I am discouraged by the apparent readiness by which researchers consider this to be a solved problem. I often hear people say things like "just name the data" or "just ask for [the data] with this name." Naming is simple, right? I'm not so sure. These simple answers completely ignore nearly ever one of the problems I just listed. In this post, I will attempt to make sense of the current state of naming as it pertains to CCN. I will discuss how we might be able to do better for CCN and related architectures in which named data is a first class citizen in a distributed system.

# What's in a Name? #

By and large, URIs are the standard way by which applications and users identify data and services (i.e., resources) in the Internet. As the name implies, a URI is something which identifies a resource. It can take two forms: URLs and URNs (links and names). A URL is an identifier in that it specifies a way by which to access a resource. In this case, that access strategy is encoded in a link. Conversely, a URN identifies a resource by referring to it by name in a particular namespace. The access mechanism is not explicitly delineated in a URN.

But URIs are not the only form of identifiers that we can use to represent data. Let's consider some alternative networking architectures and their approaches to naming. URIs are primarily used to bind meaningful names to content in both IPv4 and IPv6 with DNS as the resolution service that translates between these names and usable addresses. The GS1 [1] (Global Language of Business) uses random data and additional metadata to name products. SWE [2] (Sensor Web Enablement) uses unique identifiers based on random data to mark individual sensors. Many ICN architectures like CCN and NDN [4] use hierarchical URIs (URNs, really) to mark data.

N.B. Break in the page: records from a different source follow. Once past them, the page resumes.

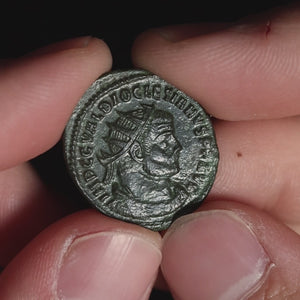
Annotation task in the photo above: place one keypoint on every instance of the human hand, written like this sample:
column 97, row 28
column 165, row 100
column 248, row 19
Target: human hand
column 84, row 255
column 244, row 241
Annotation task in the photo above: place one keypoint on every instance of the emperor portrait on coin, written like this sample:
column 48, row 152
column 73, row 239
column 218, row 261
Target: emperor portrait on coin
column 141, row 150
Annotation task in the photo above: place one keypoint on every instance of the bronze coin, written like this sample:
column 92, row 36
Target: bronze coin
column 141, row 150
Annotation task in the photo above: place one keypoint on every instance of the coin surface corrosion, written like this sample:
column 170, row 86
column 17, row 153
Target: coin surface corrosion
column 140, row 150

In these architectures, cryptographic hash digests are also used as static identifiers for data. MobilityFirst [5], another future Internet architecture, uses GUIDs and hash digests to mark data and entities in the network.

Collectively, there are many options from which to choose for identifiers. To help develop a taxonomy for these naming schemes and conventions, Bauer et al. compiled a catalog of naming, addressing, and discovery schemes useful or applicable to the IoT [6]. And given the expected scale by which data and devices will begin flooding the network, as well as the expectation and anticipation for multi-homed or mobile entities, this report is immensely useful when considering the naming problems that plague ICN. I recommend you read this paper if you can spare some cycles. The remainder of this post describes some of the issues identified in this report.

# What are the Problems? #

Naming is hard because of the difference (or lack thereof) between locations and an identifiers. This has important implications on mobility, name-to-entity lifetime, and even privacy. I'll describe these problems in more detail below.

## Mobility #

URNs are good for identifying data within a namespace while URLs are good for specifying how to get data. Web applications are drawn to URLs because they allow a browser to programmatically retrieve the resource in question. Unfortunately, URLs have the (sometimes nasty) side effect of binding a resource to a single location. For example, the URL

https://github.com/chris-wood


binds the content of my main page to the Github domain. Your browser will use DNS to resolve the Github name (within the com TLD) to a specific IP address and will then proceed to fetch the data in question from that host. This is perfectly fine if my profile information stayed put at the host (or behind the host). But what if the data was generated by something that was mobile? What if the resource in question was a picture served by someone's mobile device? (Ignore the fact that addressing a user's mobile device is a terrible idea for now.)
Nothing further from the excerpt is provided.